Hope you had a nice trip and Happy New Year.

I think it's easier to say what I need with a screenshot. In the included image, I want to summarize % of a certain species (level 7). In the GUI, I cannot see an option to summarize the populations of each species.

One more thing, the order of the samples that I provided in the metadata is changed on this plot. How can I sort those again back to how I provided them in the metadata file?
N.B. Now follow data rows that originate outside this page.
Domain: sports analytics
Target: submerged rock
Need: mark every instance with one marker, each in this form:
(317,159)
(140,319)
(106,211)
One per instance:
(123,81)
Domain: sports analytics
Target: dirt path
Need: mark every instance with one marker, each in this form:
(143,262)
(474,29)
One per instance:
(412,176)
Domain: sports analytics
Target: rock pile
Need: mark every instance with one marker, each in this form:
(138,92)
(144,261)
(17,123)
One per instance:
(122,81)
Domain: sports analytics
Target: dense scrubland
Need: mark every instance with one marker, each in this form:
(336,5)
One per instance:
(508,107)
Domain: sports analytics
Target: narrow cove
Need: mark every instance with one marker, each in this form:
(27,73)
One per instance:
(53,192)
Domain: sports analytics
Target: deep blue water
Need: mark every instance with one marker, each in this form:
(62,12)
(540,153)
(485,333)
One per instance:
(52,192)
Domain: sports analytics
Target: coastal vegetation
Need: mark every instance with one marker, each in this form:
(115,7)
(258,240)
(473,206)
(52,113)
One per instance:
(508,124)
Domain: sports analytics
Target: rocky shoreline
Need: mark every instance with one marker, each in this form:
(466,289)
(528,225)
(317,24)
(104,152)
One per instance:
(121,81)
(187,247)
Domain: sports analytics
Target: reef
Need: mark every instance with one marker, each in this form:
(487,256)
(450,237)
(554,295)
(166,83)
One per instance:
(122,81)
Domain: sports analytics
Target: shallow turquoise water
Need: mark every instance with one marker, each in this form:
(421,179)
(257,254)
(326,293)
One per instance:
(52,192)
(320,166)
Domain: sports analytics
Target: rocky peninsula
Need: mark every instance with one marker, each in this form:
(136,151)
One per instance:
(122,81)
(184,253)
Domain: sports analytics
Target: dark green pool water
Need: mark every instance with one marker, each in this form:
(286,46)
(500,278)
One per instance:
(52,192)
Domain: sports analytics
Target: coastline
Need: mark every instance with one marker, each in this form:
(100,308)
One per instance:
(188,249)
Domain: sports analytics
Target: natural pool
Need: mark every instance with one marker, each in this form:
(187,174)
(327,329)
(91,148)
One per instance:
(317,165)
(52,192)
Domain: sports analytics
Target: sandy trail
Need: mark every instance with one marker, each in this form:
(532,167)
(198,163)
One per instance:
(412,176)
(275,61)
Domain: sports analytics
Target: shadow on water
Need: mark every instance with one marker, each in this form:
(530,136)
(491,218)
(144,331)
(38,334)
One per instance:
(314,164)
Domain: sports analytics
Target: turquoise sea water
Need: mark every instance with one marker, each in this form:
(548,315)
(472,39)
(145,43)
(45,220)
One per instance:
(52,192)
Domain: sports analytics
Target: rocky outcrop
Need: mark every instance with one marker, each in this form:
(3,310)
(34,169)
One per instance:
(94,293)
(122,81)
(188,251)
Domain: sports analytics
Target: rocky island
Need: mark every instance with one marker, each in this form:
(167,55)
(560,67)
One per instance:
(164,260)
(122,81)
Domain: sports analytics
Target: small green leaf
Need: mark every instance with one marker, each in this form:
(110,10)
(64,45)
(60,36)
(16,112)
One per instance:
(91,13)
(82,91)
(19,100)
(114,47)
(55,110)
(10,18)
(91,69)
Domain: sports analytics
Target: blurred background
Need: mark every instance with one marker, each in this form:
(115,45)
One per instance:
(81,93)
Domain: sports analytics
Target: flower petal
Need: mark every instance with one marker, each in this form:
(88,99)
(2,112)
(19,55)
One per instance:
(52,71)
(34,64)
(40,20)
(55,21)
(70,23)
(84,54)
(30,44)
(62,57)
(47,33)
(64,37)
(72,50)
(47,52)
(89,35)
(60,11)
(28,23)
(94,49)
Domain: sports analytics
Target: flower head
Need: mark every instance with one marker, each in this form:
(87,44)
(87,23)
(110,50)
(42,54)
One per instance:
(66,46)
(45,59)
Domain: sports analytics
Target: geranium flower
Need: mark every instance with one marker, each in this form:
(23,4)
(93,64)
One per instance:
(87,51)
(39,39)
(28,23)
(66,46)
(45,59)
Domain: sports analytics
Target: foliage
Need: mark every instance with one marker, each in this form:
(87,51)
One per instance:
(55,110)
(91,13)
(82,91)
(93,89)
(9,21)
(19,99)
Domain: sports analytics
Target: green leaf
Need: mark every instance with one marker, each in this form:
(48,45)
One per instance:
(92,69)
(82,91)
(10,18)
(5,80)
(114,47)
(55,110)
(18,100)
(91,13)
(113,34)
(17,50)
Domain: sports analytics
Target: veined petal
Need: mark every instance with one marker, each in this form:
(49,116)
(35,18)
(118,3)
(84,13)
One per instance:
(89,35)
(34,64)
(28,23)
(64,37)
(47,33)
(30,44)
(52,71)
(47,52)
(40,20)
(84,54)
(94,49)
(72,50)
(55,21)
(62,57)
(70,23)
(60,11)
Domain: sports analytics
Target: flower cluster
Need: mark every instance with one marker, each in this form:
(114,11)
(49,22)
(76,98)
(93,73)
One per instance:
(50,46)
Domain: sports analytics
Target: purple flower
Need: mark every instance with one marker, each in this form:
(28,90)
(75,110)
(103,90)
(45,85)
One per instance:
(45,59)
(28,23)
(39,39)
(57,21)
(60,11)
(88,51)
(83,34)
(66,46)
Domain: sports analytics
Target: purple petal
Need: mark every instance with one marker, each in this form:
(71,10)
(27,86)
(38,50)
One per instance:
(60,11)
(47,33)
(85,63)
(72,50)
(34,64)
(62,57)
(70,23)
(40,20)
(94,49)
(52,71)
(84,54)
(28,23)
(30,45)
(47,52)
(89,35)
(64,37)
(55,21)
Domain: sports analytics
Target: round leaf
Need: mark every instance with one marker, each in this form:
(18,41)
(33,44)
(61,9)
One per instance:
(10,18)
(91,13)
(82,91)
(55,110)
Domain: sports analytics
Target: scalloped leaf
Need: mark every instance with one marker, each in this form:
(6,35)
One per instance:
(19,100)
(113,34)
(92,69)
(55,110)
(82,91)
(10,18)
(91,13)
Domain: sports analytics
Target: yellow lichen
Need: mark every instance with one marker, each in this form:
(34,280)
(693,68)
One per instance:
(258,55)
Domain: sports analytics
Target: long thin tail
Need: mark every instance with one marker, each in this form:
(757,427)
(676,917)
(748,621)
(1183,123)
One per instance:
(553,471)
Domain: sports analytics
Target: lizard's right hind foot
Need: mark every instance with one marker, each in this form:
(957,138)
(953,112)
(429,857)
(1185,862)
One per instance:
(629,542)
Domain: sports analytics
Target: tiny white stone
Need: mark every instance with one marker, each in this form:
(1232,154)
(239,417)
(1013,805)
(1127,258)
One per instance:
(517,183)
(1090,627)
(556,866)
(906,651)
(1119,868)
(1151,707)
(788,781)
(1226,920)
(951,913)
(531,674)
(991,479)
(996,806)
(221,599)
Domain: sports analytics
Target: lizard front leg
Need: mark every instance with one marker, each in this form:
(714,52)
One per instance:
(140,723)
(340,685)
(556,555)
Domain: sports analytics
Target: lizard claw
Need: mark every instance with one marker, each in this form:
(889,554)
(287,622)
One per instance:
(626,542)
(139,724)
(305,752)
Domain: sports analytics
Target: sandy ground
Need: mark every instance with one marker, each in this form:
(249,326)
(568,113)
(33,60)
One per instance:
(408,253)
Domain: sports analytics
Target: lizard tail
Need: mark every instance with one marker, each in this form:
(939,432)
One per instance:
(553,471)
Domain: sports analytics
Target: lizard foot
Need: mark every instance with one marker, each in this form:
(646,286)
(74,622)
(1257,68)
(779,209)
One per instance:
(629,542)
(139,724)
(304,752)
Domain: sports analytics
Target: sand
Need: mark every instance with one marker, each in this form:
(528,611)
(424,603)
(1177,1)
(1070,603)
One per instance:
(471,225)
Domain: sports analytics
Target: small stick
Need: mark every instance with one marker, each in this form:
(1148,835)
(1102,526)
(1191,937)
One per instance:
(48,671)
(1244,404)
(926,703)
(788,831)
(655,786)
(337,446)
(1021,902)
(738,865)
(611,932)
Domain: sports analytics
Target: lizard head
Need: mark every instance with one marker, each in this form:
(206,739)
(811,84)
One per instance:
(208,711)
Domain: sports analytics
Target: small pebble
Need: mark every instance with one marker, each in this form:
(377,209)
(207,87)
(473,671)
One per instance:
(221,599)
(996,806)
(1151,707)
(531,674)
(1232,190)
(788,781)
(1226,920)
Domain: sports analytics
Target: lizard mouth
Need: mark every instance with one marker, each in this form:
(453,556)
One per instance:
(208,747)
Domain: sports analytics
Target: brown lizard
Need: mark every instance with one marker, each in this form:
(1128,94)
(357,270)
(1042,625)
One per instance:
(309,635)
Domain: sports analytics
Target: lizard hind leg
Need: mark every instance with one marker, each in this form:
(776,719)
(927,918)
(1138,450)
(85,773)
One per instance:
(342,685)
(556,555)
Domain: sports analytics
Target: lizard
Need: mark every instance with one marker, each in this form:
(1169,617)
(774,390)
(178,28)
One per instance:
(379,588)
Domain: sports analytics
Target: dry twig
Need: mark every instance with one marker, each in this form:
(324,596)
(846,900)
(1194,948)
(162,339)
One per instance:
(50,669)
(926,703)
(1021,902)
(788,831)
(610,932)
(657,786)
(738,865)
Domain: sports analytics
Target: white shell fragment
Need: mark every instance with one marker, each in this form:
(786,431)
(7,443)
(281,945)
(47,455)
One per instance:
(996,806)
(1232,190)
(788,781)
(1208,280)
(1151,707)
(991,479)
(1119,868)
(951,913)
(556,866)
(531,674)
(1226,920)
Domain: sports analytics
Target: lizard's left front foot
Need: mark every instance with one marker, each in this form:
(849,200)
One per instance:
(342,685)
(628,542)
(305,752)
Also, if I have 2 sequencing run, after running DADA2 for each run separately, then I can sefely merge those outputs and run the rest of the analysis, correct?


1 Like

Hi @nounou,
Thanks and to you as well!

In the barplot if you hover the cursor over the barplots it will give you the % of that species within that sample. That is about the extend of summary you can get with that graph for each species. If you convert your taxonomy-assigned feature-table to relative frequency using the relative-frequency plugin, then you can extract a csv file of your data in relative frequency and use whatever tool you want to summarize them further based on your metadata categories. So if you want a statistics summary of the taxa, for example, mean +/-SE of a species across all control samples you'll have to do that yourself outside of Qiime2.

In the barplots graph, on the top right hand side there is a "Sort Samples by" drop down menu that you can use to re-sort your samples using whatever nomination you want. You can also click on the blue '+' icon and add extra sorting levels.

Only if you used the exact same primers and the same trim/truncating parameters when you were denoising. There are several other threads on the forum that discuss how to merge multiple DADA2 derived feature-tables and why the parameters need to be the same. The FMT tutorial also shows an example of how this should be done. Have a quick search through the forum and that tutorial and let us know if you have any questions!

1 Like

This topic was automatically closed 31 days after the last reply. New replies are no longer allowed.